Der Mann wiederholte ungeduldig: „Konkreter, bitte!“

„Ich frage mich“, sagte Faller, „ob Paul von Ihnen nicht in einigen entscheidenden Fragen falsch erzogen wurde. Ich möchte ein Beispiel bringen. Warum kaufen Sie ihm ein Motorrad? Das muss doch zur Überheblichkeit führen. Er verliert den Blick für die wirkliche Welt. Erarbeiten soll er sich so etwas.“

Die Frau protestierte aufgeregt: „Sie übertreiben. Natürlich übertreiben Sie. Er hat gespart. Ist Sparen keine Erziehung?“

„Wenn man viel hat und sich nicht einzuschränken braucht, ist Sparen keine Kunst.“

Der Mann sagte: „Sie haben recht!“

Faller berichtete auch über das Verhältnis Pauls zu dem Mädchen Hannelore, dass Paul mit den Gefühlen des Mädchens nur gespielt habe und sie, als er ihrer Zuneigung anscheinend überdrüssig geworden sei, einfach beiseite geschoben habe.

Die Frau senkte die Augen, ihre dichten Wimpern waren wie schwarze Fächer.

Der Mann sagte aufrichtig: „Danken muss man dir, Genosse!“ Er seufzte und fügte zögernd hinzu: „Jetzt fahren wir weg, man hat wieder keine Zeit.

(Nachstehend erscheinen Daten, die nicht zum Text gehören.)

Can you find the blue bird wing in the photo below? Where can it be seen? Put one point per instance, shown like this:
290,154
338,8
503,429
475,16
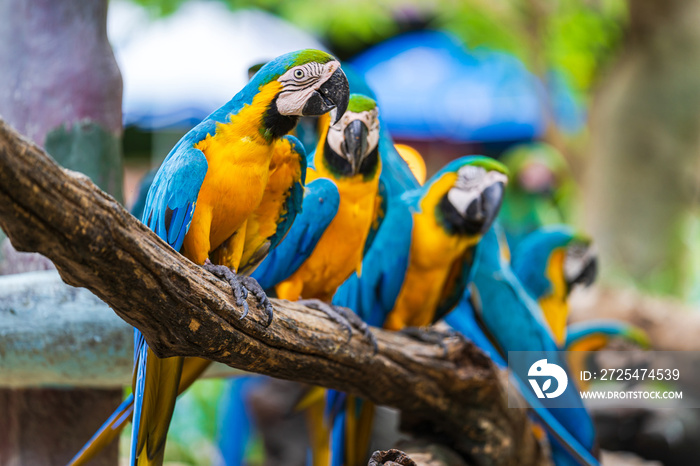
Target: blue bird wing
372,294
319,207
516,323
173,195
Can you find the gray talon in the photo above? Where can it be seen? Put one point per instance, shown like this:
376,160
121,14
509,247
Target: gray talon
241,287
344,317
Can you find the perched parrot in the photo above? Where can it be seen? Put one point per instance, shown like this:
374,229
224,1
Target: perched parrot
324,195
499,315
549,263
283,195
542,190
325,244
415,271
207,189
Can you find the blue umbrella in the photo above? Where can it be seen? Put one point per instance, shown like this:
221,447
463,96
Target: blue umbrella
431,87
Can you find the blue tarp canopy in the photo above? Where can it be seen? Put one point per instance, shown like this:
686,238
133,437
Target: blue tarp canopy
180,68
429,86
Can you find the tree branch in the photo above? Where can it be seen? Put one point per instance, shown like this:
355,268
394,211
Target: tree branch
183,310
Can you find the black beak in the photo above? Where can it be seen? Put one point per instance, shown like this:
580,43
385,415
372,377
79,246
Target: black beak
334,93
355,142
483,210
587,275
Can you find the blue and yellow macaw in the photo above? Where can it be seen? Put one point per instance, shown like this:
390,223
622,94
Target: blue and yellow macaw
325,244
499,315
549,263
283,195
415,271
210,186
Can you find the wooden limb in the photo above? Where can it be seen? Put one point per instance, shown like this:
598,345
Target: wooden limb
183,310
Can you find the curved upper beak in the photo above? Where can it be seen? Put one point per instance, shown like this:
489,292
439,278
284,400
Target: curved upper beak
588,273
482,211
355,143
334,93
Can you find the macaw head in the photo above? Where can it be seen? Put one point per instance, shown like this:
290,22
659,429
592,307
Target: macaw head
552,258
551,262
307,83
474,198
351,143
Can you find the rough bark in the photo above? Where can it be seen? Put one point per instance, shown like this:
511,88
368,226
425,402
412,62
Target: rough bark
183,310
61,86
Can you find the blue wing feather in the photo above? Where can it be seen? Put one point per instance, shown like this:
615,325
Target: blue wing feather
515,322
173,195
320,204
372,295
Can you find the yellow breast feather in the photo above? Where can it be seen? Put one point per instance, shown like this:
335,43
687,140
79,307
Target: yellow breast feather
434,262
239,158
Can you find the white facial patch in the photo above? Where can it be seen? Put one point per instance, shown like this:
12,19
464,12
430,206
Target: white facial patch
300,82
471,182
336,133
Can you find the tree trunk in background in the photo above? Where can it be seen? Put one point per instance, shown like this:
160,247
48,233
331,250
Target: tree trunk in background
60,85
643,175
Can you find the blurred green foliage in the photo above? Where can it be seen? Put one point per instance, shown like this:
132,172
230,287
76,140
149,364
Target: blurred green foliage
577,37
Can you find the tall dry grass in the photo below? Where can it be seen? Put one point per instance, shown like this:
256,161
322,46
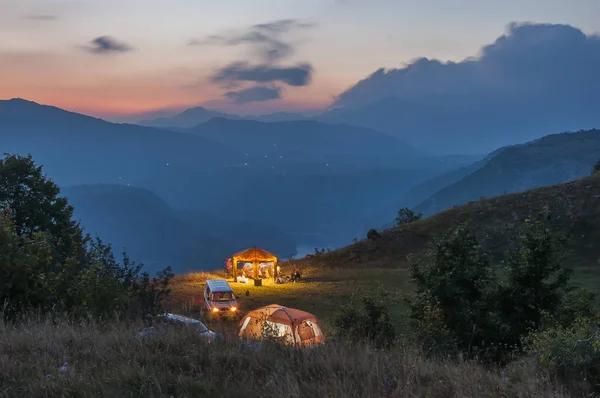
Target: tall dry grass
110,361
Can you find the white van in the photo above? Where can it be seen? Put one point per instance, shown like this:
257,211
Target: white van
219,298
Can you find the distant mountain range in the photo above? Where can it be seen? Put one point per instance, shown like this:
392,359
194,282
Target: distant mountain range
444,123
150,231
194,116
306,136
549,160
326,180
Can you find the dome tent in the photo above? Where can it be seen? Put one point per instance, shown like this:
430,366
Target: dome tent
283,324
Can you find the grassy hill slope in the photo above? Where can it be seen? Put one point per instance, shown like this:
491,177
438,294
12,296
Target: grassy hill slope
332,278
575,204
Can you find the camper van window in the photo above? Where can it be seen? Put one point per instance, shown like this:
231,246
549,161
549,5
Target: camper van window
200,326
222,296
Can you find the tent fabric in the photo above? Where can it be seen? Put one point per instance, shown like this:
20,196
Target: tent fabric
287,325
254,255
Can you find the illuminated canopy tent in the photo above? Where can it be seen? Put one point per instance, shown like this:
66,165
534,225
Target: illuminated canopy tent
284,324
255,256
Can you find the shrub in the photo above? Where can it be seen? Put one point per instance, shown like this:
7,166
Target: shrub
366,318
450,307
407,216
570,353
373,234
464,306
596,167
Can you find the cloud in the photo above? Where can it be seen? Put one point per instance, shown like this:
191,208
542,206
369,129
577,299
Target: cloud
539,59
264,39
41,17
298,75
107,45
254,94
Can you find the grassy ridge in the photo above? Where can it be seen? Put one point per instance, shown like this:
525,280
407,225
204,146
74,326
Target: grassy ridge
575,204
331,278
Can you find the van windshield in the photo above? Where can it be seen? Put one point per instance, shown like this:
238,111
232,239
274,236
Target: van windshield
222,296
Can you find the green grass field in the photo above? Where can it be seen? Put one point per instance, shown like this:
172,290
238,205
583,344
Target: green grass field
322,291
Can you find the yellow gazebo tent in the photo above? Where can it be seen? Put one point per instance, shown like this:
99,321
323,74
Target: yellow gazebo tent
255,256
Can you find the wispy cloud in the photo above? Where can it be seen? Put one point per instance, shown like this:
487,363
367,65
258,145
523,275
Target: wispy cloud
254,94
107,45
267,49
41,17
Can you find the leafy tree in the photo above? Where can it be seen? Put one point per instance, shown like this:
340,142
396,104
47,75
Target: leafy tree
32,202
450,306
407,216
462,305
536,280
47,264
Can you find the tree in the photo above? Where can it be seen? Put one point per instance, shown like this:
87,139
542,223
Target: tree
48,264
462,305
32,202
450,305
406,216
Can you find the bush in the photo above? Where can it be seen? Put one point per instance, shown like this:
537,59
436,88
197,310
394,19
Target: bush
569,353
368,319
373,234
596,167
462,305
450,307
407,216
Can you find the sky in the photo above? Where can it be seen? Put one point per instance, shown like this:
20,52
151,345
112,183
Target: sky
120,57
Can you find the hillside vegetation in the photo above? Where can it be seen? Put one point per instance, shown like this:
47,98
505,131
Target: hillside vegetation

So war das schon immer. Man gibt dem Bengel alles, will damit sein Gewissen beruhigen … und es ist alles verkehrt …“ Unsicher strich er sich mit der Hand über sein schütteres Haar.

Die Frau schnappte mit dem Verschluss ihrer Tasche.

Der Mann drückte lange die Hand Fallers.

„Nimm ihn ran! Hörst du! Ich war Arbeiter, er soll kein Schnösel werden …“

Der Händedruck der Frau war flüchtig.

Faller lauschte den auf dem Korridor verhallenden Schritten nach.

Er dachte: Das sind nun die Eltern, kluge Menschen, Genossen, die ihre Kräfte nicht schonen. Ja, mehr Zeit müsste man haben. Wir, die Verantwortlichen, dürfen nicht immer alles auf einen Ruck lösen wollen. Warum habe ich nicht schon einmal einen Brief an die Eltern geschrieben? Natürlich wäre das gut gewesen.

Faller seufzte. Er schob die Bücher auf dem Tisch zusammen. Es waren auch Bücher über Pädagogik dabei.